Show that every $n>0$, there is some $m(n)$ such that $$s_{n,0}<s_{n,1}<\cdots < s_{n,m(n)}>s_{n,m(n)+1}>\cdots>s_{n,n},$$ where either $m(n)=m(n-1)$ or $m(n)=m(n-1)+1$ and $s_{n,k}$ is the Stirling number of the first kind.
I have no clue to prove the claim. Can anyone give me some hints? Thank you in advance!
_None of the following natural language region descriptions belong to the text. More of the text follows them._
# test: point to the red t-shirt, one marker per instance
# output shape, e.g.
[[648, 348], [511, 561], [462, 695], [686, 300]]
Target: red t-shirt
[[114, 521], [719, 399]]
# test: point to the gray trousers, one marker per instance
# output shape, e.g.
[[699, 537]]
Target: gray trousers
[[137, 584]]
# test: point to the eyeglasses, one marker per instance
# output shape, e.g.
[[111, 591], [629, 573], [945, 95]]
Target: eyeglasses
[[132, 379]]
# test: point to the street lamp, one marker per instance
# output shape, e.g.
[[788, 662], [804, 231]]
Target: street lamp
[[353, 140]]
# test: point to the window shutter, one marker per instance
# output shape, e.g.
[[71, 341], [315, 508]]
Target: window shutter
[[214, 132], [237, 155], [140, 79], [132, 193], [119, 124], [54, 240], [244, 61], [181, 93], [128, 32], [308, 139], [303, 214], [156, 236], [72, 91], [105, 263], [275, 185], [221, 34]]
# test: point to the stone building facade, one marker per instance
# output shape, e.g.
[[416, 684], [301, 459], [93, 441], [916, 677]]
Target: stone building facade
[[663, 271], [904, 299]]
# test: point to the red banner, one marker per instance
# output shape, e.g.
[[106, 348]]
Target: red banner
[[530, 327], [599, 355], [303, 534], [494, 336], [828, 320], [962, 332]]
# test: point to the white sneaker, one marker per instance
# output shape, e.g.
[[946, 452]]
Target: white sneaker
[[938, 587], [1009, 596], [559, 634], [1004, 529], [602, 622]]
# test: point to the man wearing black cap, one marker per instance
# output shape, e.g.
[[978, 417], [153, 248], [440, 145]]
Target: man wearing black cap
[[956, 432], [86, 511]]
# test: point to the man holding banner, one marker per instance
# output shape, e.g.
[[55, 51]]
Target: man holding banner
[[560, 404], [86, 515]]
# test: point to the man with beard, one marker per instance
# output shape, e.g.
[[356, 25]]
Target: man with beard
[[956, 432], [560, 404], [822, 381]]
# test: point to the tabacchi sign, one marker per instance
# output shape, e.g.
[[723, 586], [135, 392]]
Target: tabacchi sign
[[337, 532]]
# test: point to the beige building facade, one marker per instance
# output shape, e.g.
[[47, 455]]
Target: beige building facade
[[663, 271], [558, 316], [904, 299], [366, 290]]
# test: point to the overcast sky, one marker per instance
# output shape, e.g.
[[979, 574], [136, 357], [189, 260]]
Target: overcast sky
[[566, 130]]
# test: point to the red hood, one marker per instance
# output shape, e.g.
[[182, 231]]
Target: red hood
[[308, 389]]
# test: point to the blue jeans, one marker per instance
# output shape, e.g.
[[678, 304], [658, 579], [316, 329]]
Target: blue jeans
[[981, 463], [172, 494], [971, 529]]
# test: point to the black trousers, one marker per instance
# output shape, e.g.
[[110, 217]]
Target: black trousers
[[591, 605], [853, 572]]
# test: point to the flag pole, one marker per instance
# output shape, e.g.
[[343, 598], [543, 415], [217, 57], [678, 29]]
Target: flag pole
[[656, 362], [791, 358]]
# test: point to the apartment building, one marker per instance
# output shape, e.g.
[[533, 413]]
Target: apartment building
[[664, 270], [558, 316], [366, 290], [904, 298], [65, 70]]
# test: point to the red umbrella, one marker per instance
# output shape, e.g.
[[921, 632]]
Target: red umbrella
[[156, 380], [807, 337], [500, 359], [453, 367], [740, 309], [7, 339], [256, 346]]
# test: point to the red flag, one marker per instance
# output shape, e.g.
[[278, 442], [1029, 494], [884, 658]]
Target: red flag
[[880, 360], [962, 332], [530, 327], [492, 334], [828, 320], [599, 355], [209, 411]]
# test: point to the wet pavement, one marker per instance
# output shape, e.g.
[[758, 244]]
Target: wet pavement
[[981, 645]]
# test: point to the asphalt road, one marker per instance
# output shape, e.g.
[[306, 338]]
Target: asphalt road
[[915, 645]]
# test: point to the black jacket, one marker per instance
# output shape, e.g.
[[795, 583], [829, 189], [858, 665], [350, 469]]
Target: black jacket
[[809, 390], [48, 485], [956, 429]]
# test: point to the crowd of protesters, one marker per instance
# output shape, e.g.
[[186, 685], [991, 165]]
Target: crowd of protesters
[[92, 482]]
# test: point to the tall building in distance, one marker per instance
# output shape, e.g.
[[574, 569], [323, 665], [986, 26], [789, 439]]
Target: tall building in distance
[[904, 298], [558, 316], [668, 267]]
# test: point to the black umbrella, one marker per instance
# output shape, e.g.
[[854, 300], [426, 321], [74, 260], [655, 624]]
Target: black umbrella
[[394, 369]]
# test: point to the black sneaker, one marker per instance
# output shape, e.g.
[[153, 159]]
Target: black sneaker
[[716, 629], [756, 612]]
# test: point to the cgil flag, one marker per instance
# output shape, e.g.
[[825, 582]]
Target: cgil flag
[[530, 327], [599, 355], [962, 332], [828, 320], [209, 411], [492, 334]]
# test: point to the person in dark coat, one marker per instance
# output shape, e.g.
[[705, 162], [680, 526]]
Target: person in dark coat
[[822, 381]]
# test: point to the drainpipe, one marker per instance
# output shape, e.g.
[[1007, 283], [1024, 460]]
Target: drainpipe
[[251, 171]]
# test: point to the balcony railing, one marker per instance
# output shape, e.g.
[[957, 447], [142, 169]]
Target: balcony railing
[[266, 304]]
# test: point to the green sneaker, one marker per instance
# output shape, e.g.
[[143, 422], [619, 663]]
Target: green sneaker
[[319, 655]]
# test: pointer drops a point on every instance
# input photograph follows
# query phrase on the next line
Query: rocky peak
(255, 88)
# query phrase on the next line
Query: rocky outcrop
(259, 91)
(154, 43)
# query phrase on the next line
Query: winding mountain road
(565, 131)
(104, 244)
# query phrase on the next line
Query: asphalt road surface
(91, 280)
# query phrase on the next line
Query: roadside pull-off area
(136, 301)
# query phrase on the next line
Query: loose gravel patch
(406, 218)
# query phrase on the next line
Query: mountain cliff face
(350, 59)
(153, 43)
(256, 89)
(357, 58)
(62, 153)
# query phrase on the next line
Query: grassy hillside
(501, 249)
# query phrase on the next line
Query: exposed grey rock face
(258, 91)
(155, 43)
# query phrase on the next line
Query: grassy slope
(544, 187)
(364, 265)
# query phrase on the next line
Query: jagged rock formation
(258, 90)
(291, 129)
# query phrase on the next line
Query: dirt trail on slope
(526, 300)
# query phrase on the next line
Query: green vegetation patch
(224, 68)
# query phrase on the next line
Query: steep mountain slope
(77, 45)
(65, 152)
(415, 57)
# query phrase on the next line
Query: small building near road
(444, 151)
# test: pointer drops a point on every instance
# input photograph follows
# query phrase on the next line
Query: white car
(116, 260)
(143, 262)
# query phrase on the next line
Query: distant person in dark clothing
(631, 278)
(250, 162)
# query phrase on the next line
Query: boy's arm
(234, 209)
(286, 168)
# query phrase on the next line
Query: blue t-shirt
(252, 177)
SKETCH: Use the standard recurrence for the Stirling numbers of the first kind,
$${{n+1}\brack k}=n{n\brack k}+{n\brack{k-1}}\;,\tag{1}$$
to prove it by induction on $n$. (I use the notation $n\brack k$ for your $s_{n,k}$.)
Suppose that
$$\begin{cases} {n\brack k}<{n\brack{k+1}},&\text{if }0\le k<m(n)\\ {n\brack k}>{n\brack{k+1}},&\text{if }m(n)\le k<n\;. \end{cases}$$
If $1\le k<m(n)$, then ${n\brack{k-1}}<{n\brack{k}}<{n\brack{k+1}}$, and
$$\begin{align*} {{n+1}\brack{k}}&=n{n\brack{k}}+{n\brack{k-1}}\\ &<n{n\brack{k+1}}+{n\brack{k}}\\ &={{n+1}\brack{k+1}}\;, \end{align*}$$
so ${{n+1}\brack{k}}<{{n+1}\brack{k+1}}$, and you can easily check that this also holds for $k=0$.
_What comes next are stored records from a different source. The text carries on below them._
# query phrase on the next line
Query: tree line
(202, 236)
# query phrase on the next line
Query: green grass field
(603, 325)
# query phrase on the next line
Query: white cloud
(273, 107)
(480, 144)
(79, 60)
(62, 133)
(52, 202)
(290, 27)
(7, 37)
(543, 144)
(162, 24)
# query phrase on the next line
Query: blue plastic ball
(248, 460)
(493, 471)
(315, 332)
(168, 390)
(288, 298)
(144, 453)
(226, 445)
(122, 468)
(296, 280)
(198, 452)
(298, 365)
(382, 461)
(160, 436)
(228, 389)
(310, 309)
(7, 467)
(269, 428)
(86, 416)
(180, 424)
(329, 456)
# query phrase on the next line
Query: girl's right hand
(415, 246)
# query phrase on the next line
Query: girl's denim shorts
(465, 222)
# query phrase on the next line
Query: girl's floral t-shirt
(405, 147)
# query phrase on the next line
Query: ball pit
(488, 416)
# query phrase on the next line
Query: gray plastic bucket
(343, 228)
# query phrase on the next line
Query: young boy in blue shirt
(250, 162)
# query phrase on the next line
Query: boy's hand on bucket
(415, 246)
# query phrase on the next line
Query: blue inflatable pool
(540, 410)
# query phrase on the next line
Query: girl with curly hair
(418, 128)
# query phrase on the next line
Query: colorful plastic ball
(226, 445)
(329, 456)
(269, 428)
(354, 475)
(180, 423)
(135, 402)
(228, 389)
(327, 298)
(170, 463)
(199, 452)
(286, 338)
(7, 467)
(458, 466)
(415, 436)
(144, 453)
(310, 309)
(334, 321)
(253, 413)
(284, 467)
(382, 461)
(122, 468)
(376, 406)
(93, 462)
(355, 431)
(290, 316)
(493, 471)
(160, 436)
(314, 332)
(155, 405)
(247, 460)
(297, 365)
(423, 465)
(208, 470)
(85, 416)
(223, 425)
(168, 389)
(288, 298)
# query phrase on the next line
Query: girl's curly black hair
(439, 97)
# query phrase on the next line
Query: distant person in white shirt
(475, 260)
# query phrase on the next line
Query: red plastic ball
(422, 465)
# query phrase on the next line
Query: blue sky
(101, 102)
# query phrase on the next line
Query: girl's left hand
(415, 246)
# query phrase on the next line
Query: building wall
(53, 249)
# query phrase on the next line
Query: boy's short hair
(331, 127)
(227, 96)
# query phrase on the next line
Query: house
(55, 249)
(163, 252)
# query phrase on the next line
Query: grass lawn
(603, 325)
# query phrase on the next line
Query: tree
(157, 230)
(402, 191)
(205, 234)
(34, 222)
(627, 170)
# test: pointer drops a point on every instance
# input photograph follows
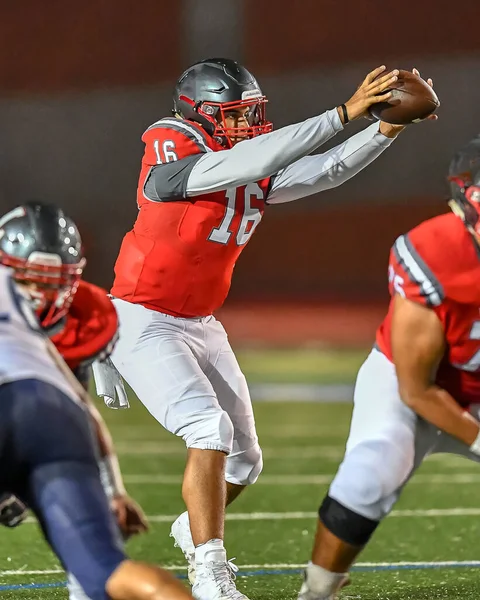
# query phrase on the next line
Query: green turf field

Now make a similar calculation to show that ${{n+1}\brack{k}}>{{n+1}\brack{k+1}}$ when $m(n)<k<n$, and verify that the inequality also holds for $k=n$. At this point you’ll have shown that
$$\begin{cases} {{n+1}\brack k}<{{n+1}\brack{k+1}},&\text{if }0\le k<m(n)\\ {{n+1}\brack k}>{{n+1}\brack{k+1}},&\text{if }m(n)<k<n+1\;. \end{cases}\tag{2}$$
The only two adjacent Stirling numbers for $n+1$ whose order relationship isn’t specified by $(2)$ are ${{n+1}\brack{m(n)}}$ and ${{n+1}\brack{m(n)+1}}$, and how they’re ordered determines what $m(n+1)$ is.